De Adjunct-Directeur en de Onder-directeur dier kolonie hebben
haar verzekerd, dat er reeds het noodige ter voorziening was
aangewend.
Bijsterveld, klagende dat hij somtijds een geheelen dag
zonder eten was, daar hij met zijn huisgezin, bestaande uit 6
zielen (3 landwerkers) met 42 pond brood in de week, volstrekt
niet toe kan komen.
Hierin kan de Raad niets doen, daar hij ontvangt wat ook alle
anderen genieten.
Voorts:
vrouw Clinge, vrouw Jansen, vrouw vd Sluis,
vrouw Bohle, vrouw van Dalen, vrouw Kolder,
vrouw Impijn, vrouw Lagcher, vrouw van Duuren,
vrouw Deems, vrouw Mommers, vrouw Coenrades,
vrouw Zuidhoorn, allen van de 1e wijk van kol 2, eene
klagte inhoudende over de schaarschte der tegenwoordige voeding,
in boonen bestaande, zeggende voor den dag van morgen niets te
eten te hebben.
Is besloten – Aan deze huisgezinnen heden avond voor een halve
week voeding, in gort, te doen verstrekken, die eigenlijk eerst
maandag morgen gegeven had moeten worden.
Vrouw Coenrades, verzoekende met haar huisgezin, bestaande
uit 8 zielen, overgeplaatst te worden in de openstaande hoef te
voren door Verboom bewoond, waarin 2 zijkamertjes zijn, die in
haar tegenwoordig huis niet gevonden worden.
De huizen staan dicht bij elkanderen, de kamertjes zouden hen
dienstbaar zijn, in de landerijen is geen verschil.
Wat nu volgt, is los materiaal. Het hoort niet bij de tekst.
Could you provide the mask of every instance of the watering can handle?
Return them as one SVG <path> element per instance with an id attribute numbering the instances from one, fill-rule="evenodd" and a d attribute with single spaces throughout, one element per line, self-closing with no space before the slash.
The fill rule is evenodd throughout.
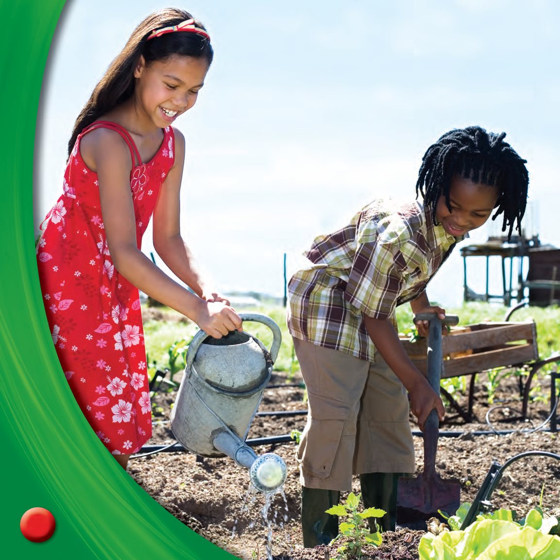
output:
<path id="1" fill-rule="evenodd" d="M 282 333 L 280 331 L 280 328 L 270 317 L 260 315 L 258 313 L 240 313 L 239 316 L 242 321 L 262 323 L 263 325 L 266 325 L 272 331 L 272 345 L 270 347 L 270 359 L 272 360 L 272 363 L 274 363 L 278 357 L 278 351 L 280 349 L 280 343 L 282 342 Z M 186 355 L 187 368 L 190 367 L 192 365 L 194 357 L 198 351 L 199 347 L 209 336 L 209 334 L 201 329 L 193 337 L 190 344 L 189 344 L 189 349 Z"/>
Is alzoo
toegestaan.
Benjamins en Wijl, van kol 1, verzoekende om het
noodige paaschbrood, of zoo veel tarwe, als zij tot het bakken van
hetzelve, voor het aanstaande feest, noodig hadden.
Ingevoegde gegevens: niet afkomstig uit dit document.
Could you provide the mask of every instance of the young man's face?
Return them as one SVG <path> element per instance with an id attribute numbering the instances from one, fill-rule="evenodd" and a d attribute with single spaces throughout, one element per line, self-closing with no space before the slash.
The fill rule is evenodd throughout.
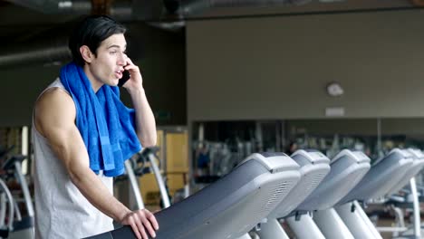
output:
<path id="1" fill-rule="evenodd" d="M 94 80 L 100 83 L 117 85 L 127 64 L 127 42 L 122 33 L 106 38 L 97 48 L 97 57 L 89 64 Z"/>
Bij eene naauwkeurige berekening is bevonden, dat het koopen van
brood, 25 ons per ziel, voordeeliger is, dan het aanschaffen, doen
malen en bakken van tarwe, waarom besloten is:
Het paaschbrood te doen aankoopen.
(get.) J.H. van Wolda
art 1
Raaphorst, 12 dagen verlof Leyden.
Is toegestaan.
Vrouw van Dinteren, 14 dagen verlof den Haag.
Is toegestaan.
De wed. Simons, wiens zoon trouwen zoude, en waarbij haar
tegenwoordigheid gevorderd word, verzoekende voor 8 dagen met
verlof te gaan naar Eenrewoude, in Vriesland.
Is toegestaan.
Vrouw van der Korst, verzoekende verlenging van
verloftijd voor hare dochter Johanna Lint, sedert 3
maanden dienstbaar te Zwolle en zich aldaar wel
gedragende.
Is toegestaan.
Martinus Nieuwenhove en Wilhelmina Maria Elzing,
de eerste 23 en de andere 22 jaren, hun voornemen te kennen
gevende van met elkander een wettig huwelijk te willen aangaan,
verzoekend hun ontslag van de kolonie.
De ouders van beiden stemmen hier in toe. Zal bij den Heer
Directeur worden aangevraagd met gunstig advies.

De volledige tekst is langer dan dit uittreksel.